Berube weighs in
Dennis Perrin
dperrin at comcast.net
Tue Sep 17 13:42:00 PDT 2002
> The US and western allies made sure through their
> authoritarian surrogate regimes that all aspiring progressives,
> socialists, nationalists, and even vaguely positive reform movements
> were crushed---hence absurdities like the Shah or later Saddam. Now
> pump all that history back into the one marginally safe way to express
> revolt, the religious schools and Mosques, where the only acceptable
> form of revolt and expression had to be channelled through a religious
> tradition into the authoritarian militancy of an Islamic Jihad,
> etc.... Al-Qaeda obviously represents some deeply degraded form of
> that impulse.
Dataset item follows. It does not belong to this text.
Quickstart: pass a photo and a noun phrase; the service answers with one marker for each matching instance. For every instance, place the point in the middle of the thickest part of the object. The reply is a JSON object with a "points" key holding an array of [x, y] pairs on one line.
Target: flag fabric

And there is the Iranian revolution to point to, that
> started in a very similar way within Mosques, schools, and religious
> social hierarchies, and used coalitions with vaguely progressive
> elements to topple the Shah...
> Chuck Grimes
I agree about Western support for anti-progressive Arab states, but let's
not leave out the old SU which backed Assad's Syria, a state soaked in
plenty of blood itself.
The mullahs may have had some connection to Iranian leftists opposed to the
Shah (and recall that some of the Western sectarian groups hailed the
Ayatollah as "revolutionary"), but don't forget that Iranian fundamentalists
worked with US and British intelligence in toppling Mossedegh and helped put
the Shah in power in the first place. And, for a time, the Shah threw more
crumbs to the mullahs than he did his secular opposition. That they
eventually turned against him and replaced him with a theocratic state may
have been a "degraded" part of their revolution, but when did their
revolution begin -- when they helped the Shah grab state power?